The project reads the relation between technology and the arts bidirectionally. The question of how technology transforms art and the question of how art transforms technology condition and necessitate each other. Posing these questions at the same time initiates an oscillation between the poles of stabilization and experimentation that gives rise to the project’s central research question:
How can the oscillation between technological closure and aesthetic opening reveal unexplored spaces for experimental computer music practice? #
Rather than constructing a static dichotomy between the poles of technology and aesthetics, Speculative Sound Synthesis identifies the mutual interaction of aesthetics and technology as its central epistemic object. In doing so, the approach revolves around the development of speculative models, which are hybrid aesthetic and technological artefacts that enable experimentation while remaining in themselves experimental, unstable and speculative. The speculative sound models (SSM) are a central methodological concept of this project. They are based on artistic investigations of unexplored potentials in computer music technology and its underlying concepts. The SSMs seek to reconfigure the connection of mathematical, engineering, artistc, and cultural dimensions at the basis of today’s technological standards.

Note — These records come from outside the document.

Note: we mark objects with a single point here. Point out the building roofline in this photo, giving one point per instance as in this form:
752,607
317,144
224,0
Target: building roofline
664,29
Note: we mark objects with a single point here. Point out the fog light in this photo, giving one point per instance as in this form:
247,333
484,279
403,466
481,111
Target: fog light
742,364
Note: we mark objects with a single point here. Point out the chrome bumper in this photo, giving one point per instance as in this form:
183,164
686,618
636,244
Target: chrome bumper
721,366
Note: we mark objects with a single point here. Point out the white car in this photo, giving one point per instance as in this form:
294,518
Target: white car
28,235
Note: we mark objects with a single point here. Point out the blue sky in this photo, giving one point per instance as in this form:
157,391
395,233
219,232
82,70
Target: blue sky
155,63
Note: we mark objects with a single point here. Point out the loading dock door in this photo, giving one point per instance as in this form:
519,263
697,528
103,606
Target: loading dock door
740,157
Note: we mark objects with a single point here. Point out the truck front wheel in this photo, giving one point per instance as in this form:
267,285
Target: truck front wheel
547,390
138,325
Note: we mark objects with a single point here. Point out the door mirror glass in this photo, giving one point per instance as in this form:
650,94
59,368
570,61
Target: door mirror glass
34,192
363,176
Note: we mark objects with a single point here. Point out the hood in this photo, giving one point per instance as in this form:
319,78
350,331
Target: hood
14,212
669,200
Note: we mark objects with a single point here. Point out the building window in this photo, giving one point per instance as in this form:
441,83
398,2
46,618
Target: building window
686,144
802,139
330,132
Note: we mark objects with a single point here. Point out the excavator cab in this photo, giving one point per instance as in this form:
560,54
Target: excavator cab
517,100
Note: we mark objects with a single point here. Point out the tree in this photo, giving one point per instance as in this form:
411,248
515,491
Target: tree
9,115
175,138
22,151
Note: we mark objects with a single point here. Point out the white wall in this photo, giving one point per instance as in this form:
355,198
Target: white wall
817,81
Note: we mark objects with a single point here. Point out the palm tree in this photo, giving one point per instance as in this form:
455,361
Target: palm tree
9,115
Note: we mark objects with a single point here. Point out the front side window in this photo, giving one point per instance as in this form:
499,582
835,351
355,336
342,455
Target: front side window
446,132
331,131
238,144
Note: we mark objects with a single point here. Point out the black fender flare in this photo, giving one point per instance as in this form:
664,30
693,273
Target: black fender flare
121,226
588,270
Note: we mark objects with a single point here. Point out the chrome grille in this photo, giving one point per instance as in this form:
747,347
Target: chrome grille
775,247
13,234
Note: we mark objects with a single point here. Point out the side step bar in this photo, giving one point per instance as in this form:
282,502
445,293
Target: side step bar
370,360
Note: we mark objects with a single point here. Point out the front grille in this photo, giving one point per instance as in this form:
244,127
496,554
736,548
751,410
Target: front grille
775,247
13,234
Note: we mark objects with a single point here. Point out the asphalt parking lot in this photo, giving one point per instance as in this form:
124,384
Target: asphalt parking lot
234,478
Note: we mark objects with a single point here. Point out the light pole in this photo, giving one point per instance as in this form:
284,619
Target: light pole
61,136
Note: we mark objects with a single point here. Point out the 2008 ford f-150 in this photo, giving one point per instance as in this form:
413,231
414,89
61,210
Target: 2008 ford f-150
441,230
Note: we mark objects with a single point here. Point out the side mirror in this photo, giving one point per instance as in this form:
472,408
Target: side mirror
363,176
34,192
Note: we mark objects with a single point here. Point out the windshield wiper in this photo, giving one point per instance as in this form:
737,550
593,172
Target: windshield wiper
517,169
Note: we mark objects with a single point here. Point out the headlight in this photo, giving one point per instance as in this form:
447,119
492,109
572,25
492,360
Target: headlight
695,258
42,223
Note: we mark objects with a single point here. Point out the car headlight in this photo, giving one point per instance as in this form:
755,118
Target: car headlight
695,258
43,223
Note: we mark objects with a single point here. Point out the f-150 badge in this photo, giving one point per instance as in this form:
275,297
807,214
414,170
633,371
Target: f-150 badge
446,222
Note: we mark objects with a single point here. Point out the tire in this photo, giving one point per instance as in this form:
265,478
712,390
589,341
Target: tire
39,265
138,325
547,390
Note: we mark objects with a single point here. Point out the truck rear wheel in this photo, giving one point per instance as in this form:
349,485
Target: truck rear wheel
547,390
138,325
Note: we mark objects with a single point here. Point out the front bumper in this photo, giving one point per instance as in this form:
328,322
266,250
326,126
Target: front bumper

Taking the own artistic and technological pratice as a starting point, the research team will distinguish sets of notions that identify common technological presuppositions and produce significant aesthetic effects and limitations for artistic practice, such as determinism, instrumentality, control, representation, etc. These notions, among others, will form the center of case studies, which will be created by different collaborative constellations of the members of the project team and by commissioned guest artists. Over the course of the three year project, six commissions will be given to artists responding to an international open call that will be published once a year.
The case studies will consist of artistic artifacts ranging from collaborative performances to generative sound works and online installations. Each case study sets out to challenge certain notions, deconstructing and reconstructing them aesthetically and technologically. The resulting pieces, fragments, installations and artefacts will follow a speculative trajectory and take a chosen algorithm as their generative seed.
A central point of attention is the investigation on documenting, publishing and sharing the project’s processes and results. Along with a page on The Research Catalogue, each year there will be at least one workshop and one public showing.